The committee’s agenda is pleasing progressives who have demanded more crackdowns on Wall Street.

“Waters gets the oversight function of Congress in a way that few Democratic chairs do,” said Jeff Hauser, executive director of the Revolving Door Project, a Washington group that has been pushing the new House majority to scrutinize banks and other corporations. “She understands the power — and the enormous potential — of convening the nation’s bankers, the media and members of Congress.”

Committee member Katie Porter, a California Democrat elected last year, said the panel’s use of hearings helps provide genuine oversight of the financial services industry and serves to “focus the minds” of industry executives.

“I think other executives should take note of what’s going on in these hearings and they should reflect before a hearing on what they need to be doing — and how they need to be good corporate citizens,” Porter, a law professor and consumer rights advocate, said in an interview.

The committee is stocked with some of the most liberal and outspoken first-term Democrats, including Porter, Alexandria Ocasio-Cortez of New York and Rashida Tlaib of Michigan. It drew attention a few weeks before the April 10 hearing with a withering examination of Wells Fargo & Co. head Tim Sloan, who had been dealing with the fallout of years of scandal at the bank. He resigned a short time later.

(More: Democrats back legislation to require investor-testing of SEC advice rule)

The other CEOs sought to separate themselves from Wells, Ms. Waters said.

“Some of the other banks did not even want to be on the same hearing panel with him — that’s why we sent him on first,” Ms.Waters said in the interview.

In a further step, the other CEOs came to their hearing armed with new initiatives designed to appeal to Ms. Waters and her fellow Democrats.

JPMorgan announced on March 5 that it would stop financing private prisons after years of outcry and protest from immigration activists.

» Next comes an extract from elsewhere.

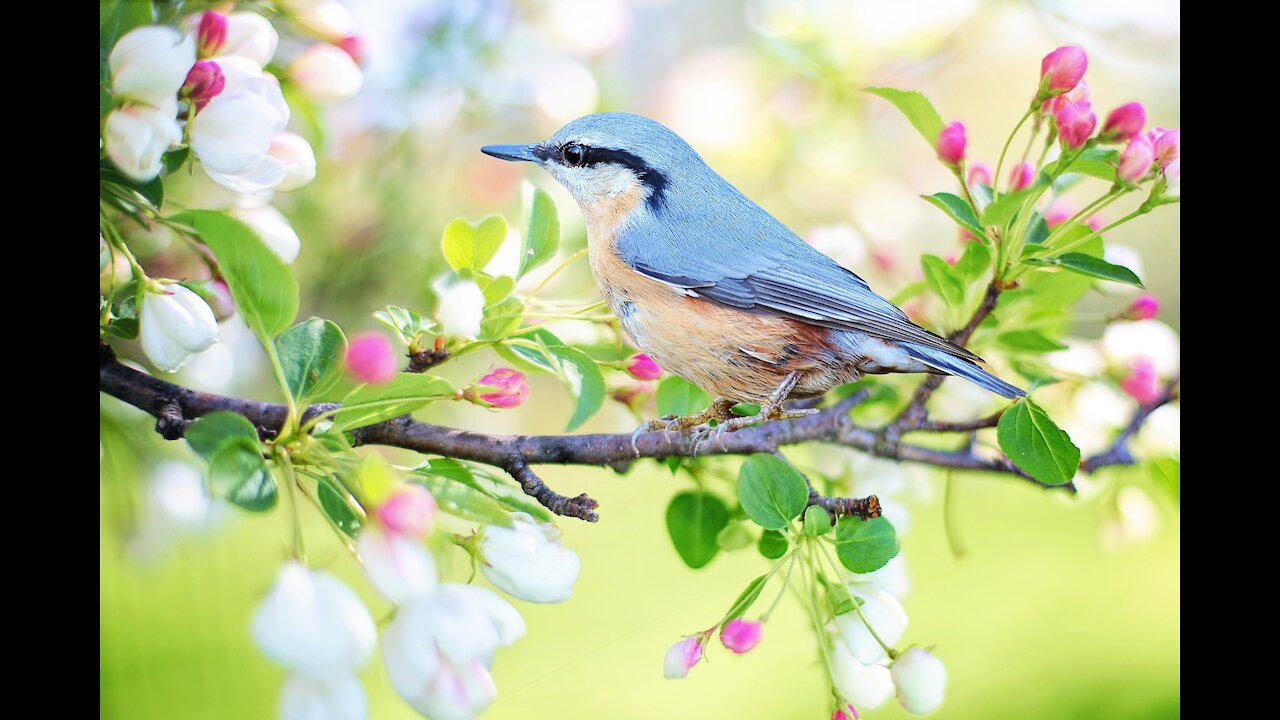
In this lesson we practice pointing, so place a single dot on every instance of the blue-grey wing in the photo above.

On March 18, Goldman Sachs said it would boost diversity goals companywide: entry-level hire classes in the Americas will have goals of 50% women, 11% black and 14% Hispanic, according to a company memo. The firm also introduced a version of the National Football League’s Rooney rule for experienced hires, mandating the interview of two diverse candidates for every opening.

A day before the April 10 hearing, on MSNBC’s “Morning Joe,” Bank of America CEO Brian Moynihan unveiled plans to raise his company’s minimum wage to an industry-leading $20 an hour.

The effect of the Democrats’ strategy is still limited. Morgan Stanley and Citigroup Inc. didn’t announce policy changes ahead of the hearing, although Citi won plaudits from Democrats for a move last year to restrict gun sales by business customers. Many practices that raised the ire of the left, such as lending to Saudi Arabia and redlining, are still going on. And criticism of the wages at JPMorgan was sternly rebuffed by Mr. Dimon.

Still, Democrats were pleased by the progress and promised to seek more.

(More: Building dialogue with lawmakers to advance women’s careers)

“I think we’ve made great strides, probably more than people expected,” Representative Joyce Beatty of Ohio, who leads the panel’s diversity subcommittee, said in an interview. “That was just the warm-up act.”